Each bottle of Ca’Togni is wrapped in magenta tissue paper with the following story:
The year was 1768, and George III sat firmly on the throne of England, unperturbed by events still eight years hence in the far-off Colonies. He commissioned Capability Brown, the famous landscapist, to proceed with the planting of some new grape vines beside his palace of Hampton Court, on the Thames, just upstream from London. Capability Brown lived up to his name so well that one of these vines survives to this day, the world’s oldest and largest living grapevine…The variety… Black Hamburgh.


By the end of the 17th century, plantings of this variety, now under the synonym Red Muscatel, appeared in South Africa at the little farm of Constantia, just south of Cape Town. They were destined to put this place name on the world’s wine map for all time, for the sweet red wine Constantia would dominate dessert wine consumption in the courts of Europe for the next two hundred years. Michael Broadbent, in his 1977 “Great Vintage Wine Book,” describes one of the last sweet Constantias, that of 1922, as “...curious spicy nose, traces of Muscat…twist of lemon acidity…interesting.” This was after more then fifty years in the bottle.


A quarter-acre planting of this variety, believed to be the only one in Napa Valley, lies at the eastern end of the Philip Togni Vineyard, high above St. Helena. Its wine has been given the proprietary name of the ancient family halmlet in Italian Switzerland, Ca’Togni. Enough grapes are grown most years to fill one small barrel with this sweet red wine. Black Hamburgh is planted over a considerable acreage in northern Insia where it is called “Gulab,” the Sanskrit word for “rose.” Certainly, this wine smells more of roses than of muscat, which inspired the artist to decorate the Ca’Togni label with a wild rose from our woods on Spring Mountain. Yet as a muscat-type grape, Black Hamburgh’s origin lies in the Middle East. Following Mohammed’s edict against the consumption of alcohol, Arab hybridists worked in the development of grapes with interesting—muscat—flavors for eating.
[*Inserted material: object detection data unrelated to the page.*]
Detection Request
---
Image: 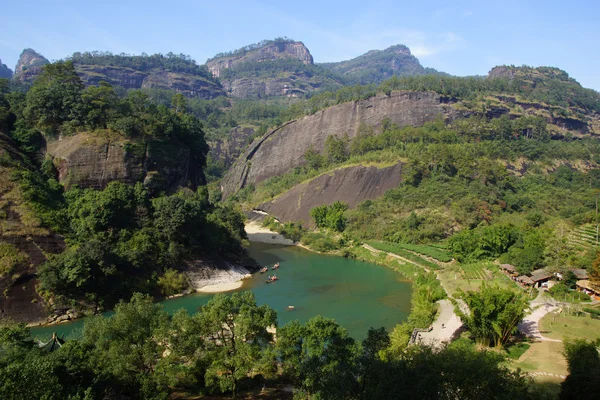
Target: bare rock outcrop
[75,64,224,99]
[0,60,12,79]
[14,49,50,82]
[47,133,204,191]
[258,163,402,226]
[185,260,256,290]
[206,40,314,78]
[222,92,457,196]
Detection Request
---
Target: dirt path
[363,244,468,346]
[363,243,430,272]
[418,299,463,346]
[518,292,562,342]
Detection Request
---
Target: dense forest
[0,39,600,399]
[0,61,246,309]
[0,292,600,399]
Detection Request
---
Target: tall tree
[199,291,277,397]
[456,284,529,347]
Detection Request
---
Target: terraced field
[569,224,599,249]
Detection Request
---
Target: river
[31,242,411,340]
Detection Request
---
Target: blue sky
[0,0,600,90]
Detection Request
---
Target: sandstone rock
[258,164,402,226]
[0,60,12,79]
[222,92,457,196]
[46,133,204,191]
[206,41,313,78]
[208,126,254,168]
[14,49,50,82]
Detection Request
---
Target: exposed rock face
[206,41,313,78]
[223,72,342,99]
[185,260,256,290]
[208,126,254,168]
[14,49,50,82]
[223,92,457,196]
[206,40,330,98]
[0,236,65,323]
[47,133,204,191]
[0,133,64,323]
[14,49,225,99]
[318,44,443,85]
[258,164,402,226]
[0,60,12,79]
[75,64,225,99]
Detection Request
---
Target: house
[571,268,588,281]
[500,264,518,276]
[517,275,534,286]
[531,269,552,287]
[577,279,600,300]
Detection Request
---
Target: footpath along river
[31,242,411,340]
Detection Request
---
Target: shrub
[158,268,187,296]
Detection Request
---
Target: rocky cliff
[14,49,50,82]
[223,92,457,196]
[258,164,402,226]
[47,133,204,192]
[207,126,254,168]
[14,49,225,99]
[318,44,443,85]
[75,63,225,99]
[0,60,12,79]
[0,133,65,323]
[206,40,341,99]
[206,40,313,78]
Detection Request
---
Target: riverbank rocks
[258,163,402,226]
[222,91,457,197]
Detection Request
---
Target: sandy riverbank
[196,280,244,293]
[245,221,294,246]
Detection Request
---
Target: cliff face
[14,49,225,99]
[223,92,457,196]
[0,133,64,323]
[206,41,313,78]
[319,45,440,85]
[258,164,402,226]
[47,133,204,192]
[206,41,341,99]
[0,60,12,79]
[75,64,225,99]
[208,126,254,168]
[14,49,50,82]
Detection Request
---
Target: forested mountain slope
[14,49,224,99]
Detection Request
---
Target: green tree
[455,284,529,347]
[560,340,600,400]
[276,316,357,399]
[23,61,84,135]
[199,291,277,397]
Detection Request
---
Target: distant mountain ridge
[206,38,443,98]
[0,60,12,79]
[319,44,448,85]
[13,49,225,99]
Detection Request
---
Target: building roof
[531,269,552,282]
[571,268,588,279]
[517,275,534,285]
[500,264,517,272]
[577,279,600,294]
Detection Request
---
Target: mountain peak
[206,38,314,77]
[14,48,50,81]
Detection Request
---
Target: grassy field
[386,243,452,262]
[367,240,440,271]
[540,313,600,340]
[510,342,568,375]
[438,263,520,294]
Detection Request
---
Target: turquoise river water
[31,242,411,340]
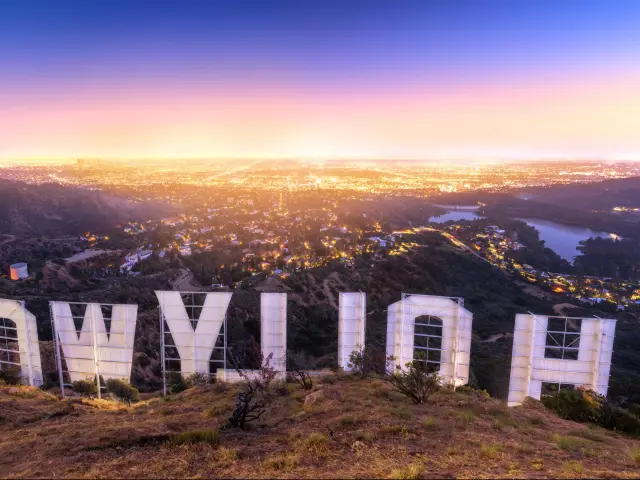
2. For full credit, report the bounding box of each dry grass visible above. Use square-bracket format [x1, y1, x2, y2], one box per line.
[551, 434, 589, 451]
[262, 455, 300, 471]
[388, 463, 424, 480]
[0, 376, 640, 478]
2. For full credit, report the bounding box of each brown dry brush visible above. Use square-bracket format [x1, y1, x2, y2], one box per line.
[287, 352, 316, 390]
[348, 350, 442, 403]
[229, 354, 278, 429]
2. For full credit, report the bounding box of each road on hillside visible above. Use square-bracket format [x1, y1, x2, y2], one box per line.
[173, 268, 203, 292]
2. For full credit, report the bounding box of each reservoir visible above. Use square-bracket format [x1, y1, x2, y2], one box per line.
[516, 218, 612, 263]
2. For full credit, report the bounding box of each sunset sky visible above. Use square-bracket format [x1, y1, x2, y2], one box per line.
[0, 0, 640, 161]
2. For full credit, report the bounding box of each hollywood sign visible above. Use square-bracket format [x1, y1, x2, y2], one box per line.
[0, 291, 616, 406]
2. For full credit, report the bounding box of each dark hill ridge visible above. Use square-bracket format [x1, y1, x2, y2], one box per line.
[0, 180, 164, 236]
[0, 374, 640, 479]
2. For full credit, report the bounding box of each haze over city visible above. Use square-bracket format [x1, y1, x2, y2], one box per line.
[0, 0, 640, 480]
[0, 0, 640, 162]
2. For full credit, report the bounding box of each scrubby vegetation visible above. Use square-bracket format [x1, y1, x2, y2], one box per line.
[229, 354, 277, 429]
[380, 352, 442, 403]
[71, 379, 98, 398]
[106, 378, 140, 405]
[0, 376, 640, 478]
[542, 388, 640, 436]
[0, 368, 21, 385]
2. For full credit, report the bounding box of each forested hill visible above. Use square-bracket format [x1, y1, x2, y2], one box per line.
[0, 179, 168, 236]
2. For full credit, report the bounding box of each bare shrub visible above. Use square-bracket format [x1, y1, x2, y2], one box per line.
[71, 379, 98, 398]
[107, 378, 140, 405]
[287, 352, 315, 390]
[381, 354, 441, 403]
[229, 354, 277, 429]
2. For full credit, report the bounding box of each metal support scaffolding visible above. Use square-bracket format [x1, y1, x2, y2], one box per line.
[156, 291, 232, 395]
[49, 302, 138, 397]
[387, 293, 472, 385]
[508, 312, 616, 406]
[0, 299, 43, 387]
[338, 292, 366, 371]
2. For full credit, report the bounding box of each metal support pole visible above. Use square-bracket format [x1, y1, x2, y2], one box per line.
[222, 311, 227, 382]
[87, 304, 102, 398]
[20, 300, 35, 387]
[158, 302, 167, 396]
[49, 302, 65, 398]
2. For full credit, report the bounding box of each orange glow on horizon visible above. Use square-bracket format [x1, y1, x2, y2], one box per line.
[0, 72, 640, 161]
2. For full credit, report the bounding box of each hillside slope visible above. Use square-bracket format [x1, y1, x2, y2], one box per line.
[0, 179, 161, 236]
[0, 374, 640, 478]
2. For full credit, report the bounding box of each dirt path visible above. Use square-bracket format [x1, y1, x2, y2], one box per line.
[173, 269, 203, 292]
[553, 303, 580, 316]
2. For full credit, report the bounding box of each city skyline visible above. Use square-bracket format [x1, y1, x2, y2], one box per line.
[0, 1, 640, 162]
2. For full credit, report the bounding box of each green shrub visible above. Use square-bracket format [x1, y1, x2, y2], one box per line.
[542, 389, 640, 435]
[184, 372, 216, 388]
[107, 378, 140, 405]
[601, 403, 640, 435]
[542, 388, 604, 424]
[71, 380, 98, 398]
[167, 372, 189, 393]
[382, 352, 441, 403]
[455, 385, 491, 398]
[169, 429, 220, 447]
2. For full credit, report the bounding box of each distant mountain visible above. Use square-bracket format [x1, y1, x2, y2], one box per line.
[531, 177, 640, 210]
[0, 180, 165, 236]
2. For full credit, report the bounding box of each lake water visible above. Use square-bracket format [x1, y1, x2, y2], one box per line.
[518, 218, 611, 262]
[429, 210, 482, 223]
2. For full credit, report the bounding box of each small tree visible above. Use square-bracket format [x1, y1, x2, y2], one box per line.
[381, 352, 441, 403]
[0, 367, 22, 385]
[229, 354, 277, 429]
[167, 371, 189, 393]
[184, 372, 216, 387]
[107, 378, 140, 405]
[71, 379, 98, 398]
[287, 352, 315, 390]
[347, 346, 371, 377]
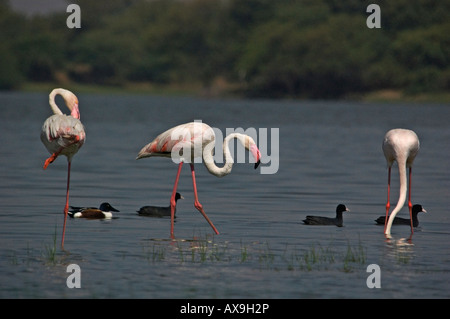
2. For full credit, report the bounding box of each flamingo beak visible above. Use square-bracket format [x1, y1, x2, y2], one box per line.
[250, 144, 261, 169]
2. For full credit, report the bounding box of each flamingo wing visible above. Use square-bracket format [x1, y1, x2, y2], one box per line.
[136, 122, 214, 161]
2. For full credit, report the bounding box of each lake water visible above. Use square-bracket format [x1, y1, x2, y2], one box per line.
[0, 93, 450, 298]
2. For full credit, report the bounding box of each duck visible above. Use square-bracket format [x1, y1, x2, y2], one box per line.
[375, 204, 427, 227]
[303, 204, 350, 227]
[137, 193, 184, 217]
[68, 203, 120, 219]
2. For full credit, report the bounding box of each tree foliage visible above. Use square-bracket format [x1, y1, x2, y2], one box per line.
[0, 0, 450, 98]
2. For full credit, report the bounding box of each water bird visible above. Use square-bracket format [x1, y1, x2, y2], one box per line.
[41, 88, 86, 249]
[303, 204, 350, 227]
[137, 193, 184, 218]
[382, 128, 420, 236]
[375, 204, 427, 227]
[136, 122, 261, 238]
[69, 203, 120, 219]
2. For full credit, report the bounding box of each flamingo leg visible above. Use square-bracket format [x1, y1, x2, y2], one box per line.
[408, 167, 414, 234]
[170, 162, 183, 239]
[384, 166, 391, 233]
[190, 163, 219, 235]
[61, 161, 71, 250]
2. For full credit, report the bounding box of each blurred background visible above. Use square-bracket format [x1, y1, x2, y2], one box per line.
[0, 0, 450, 99]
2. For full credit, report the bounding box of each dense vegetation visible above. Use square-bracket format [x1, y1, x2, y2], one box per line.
[0, 0, 450, 98]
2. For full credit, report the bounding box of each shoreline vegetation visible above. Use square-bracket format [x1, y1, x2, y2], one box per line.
[0, 0, 450, 102]
[17, 82, 450, 103]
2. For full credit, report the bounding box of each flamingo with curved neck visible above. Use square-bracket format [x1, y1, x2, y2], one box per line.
[41, 88, 86, 249]
[136, 122, 261, 238]
[383, 129, 420, 235]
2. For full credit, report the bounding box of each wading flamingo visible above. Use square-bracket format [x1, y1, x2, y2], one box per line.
[136, 122, 261, 239]
[41, 89, 86, 249]
[383, 129, 420, 235]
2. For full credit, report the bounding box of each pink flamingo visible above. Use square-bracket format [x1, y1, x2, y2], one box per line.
[136, 122, 261, 238]
[41, 89, 86, 249]
[383, 129, 420, 235]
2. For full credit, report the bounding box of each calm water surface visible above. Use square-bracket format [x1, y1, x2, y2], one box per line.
[0, 93, 450, 298]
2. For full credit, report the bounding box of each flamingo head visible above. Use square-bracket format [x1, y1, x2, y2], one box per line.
[62, 90, 80, 119]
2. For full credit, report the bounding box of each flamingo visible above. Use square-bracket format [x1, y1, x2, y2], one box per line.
[383, 129, 420, 236]
[136, 122, 261, 239]
[41, 88, 86, 249]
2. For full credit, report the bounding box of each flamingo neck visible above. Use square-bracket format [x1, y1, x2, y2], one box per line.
[203, 133, 246, 177]
[385, 160, 407, 235]
[48, 89, 63, 115]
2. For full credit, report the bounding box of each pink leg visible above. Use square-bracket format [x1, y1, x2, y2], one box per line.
[170, 162, 183, 239]
[61, 161, 71, 250]
[191, 163, 219, 235]
[408, 167, 414, 234]
[384, 166, 391, 233]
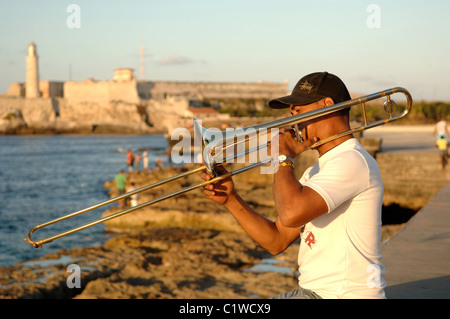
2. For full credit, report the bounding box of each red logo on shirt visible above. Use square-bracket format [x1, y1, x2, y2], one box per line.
[304, 231, 316, 249]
It is ironic that one result of all this serious work should be a wine, and that wine should have the charm and ready appeal of this  Ca’Togni.


The  Ca’Togni is bottled each year in June in half bottles (375ml.) only. The sugar level is very high; acid, alcohol and tannins are low. It is pleasant to drink young either in place of Port in the winter, or chilled as a summer aperitif.